17. The method recited in claim 12, the method further comprising:determine a data retrieval metadata entry corresponding to the data retrieval action, and wherein determining the data retrieval metadata entry includes identifying a data source and one or more parameter values to retrieve data via the data source, wherein the data source is associated with a unique address located outside of the computing services environment, and wherein the one or more parameter values include one or more authentication parameters to authenticate to the data source.

18. One or more non-transitory computer readable media having instructions stored thereon for performing a method implemented in a computing services environment including a hardware processor and a database system, the method comprising:determining a plurality of metadata entries by analyzing flowchart description information via a generative language model, the flowchart description information being determined based on flowchart input information, the flowchart description information identifying in natural language (1) a plurality of nodes, (2) a plurality of directional linkages between the plurality of nodes, and (3) a plurality of textual characteristics of the plurality of nodes;storing autonomous agent definition information defining an autonomous agent and referencing the plurality of metadata entries in the database system, the plurality of metadata entries identifying a plurality of actions performed within the computing services environment and corresponding to the plurality of nodes, the plurality of actions including a data retrieval action;instantiate an instance of the autonomous agent in an orchestration engine based on the autonomous agent definition information, the orchestration engine being configured to dynamically determine an execution plan identifying one or more the plurality of actions; andexecuting the plurality of actions including retrieving data via the data retrieval action and updating information stored in the database system.

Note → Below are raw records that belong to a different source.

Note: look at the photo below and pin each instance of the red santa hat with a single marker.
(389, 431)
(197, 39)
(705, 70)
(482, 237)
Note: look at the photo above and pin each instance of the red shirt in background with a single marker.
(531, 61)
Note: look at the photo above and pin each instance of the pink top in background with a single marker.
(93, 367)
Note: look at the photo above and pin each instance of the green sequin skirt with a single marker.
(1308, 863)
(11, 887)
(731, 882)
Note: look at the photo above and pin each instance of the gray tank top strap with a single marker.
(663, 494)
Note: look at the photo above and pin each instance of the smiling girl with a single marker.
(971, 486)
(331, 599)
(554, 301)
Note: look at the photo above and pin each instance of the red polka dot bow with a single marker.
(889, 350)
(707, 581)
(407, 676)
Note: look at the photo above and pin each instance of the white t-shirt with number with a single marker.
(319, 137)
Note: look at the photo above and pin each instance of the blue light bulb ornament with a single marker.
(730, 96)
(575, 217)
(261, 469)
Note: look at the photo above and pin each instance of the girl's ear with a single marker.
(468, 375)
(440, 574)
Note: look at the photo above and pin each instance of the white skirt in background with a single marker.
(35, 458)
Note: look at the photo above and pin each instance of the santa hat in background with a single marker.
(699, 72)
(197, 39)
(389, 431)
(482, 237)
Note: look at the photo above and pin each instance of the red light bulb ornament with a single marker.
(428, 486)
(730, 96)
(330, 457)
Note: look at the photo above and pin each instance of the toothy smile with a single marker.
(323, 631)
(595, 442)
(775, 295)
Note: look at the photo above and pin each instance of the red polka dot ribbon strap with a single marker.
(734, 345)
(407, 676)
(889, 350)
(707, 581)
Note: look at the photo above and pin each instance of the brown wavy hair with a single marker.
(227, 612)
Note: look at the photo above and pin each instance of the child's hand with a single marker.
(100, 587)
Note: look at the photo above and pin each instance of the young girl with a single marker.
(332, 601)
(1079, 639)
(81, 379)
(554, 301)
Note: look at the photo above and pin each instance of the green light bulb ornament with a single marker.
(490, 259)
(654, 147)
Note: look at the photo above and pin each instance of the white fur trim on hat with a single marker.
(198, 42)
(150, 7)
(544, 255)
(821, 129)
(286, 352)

19. The one or more non-transitory computer readable media recited in claim 18, wherein the flowchart input information includes an image of a flowchart, the method further comprising:analyzing the image of the flowchart via a multi-modal generative language model to determine the flowchart description information.

20. The one or more non-transitory computer readable media recited in claim 18, wherein an action of the plurality of actions corresponds to an outcome determination instruction to determine an outcome value based on input information via the generative language model, wherein the plurality of metadata entries includes a first metadata entry associated with a first action and a second metadata entry associated with a second action, and wherein the autonomous agent definition information includes an action selection instruction to select the first action or the second action based on the outcome value.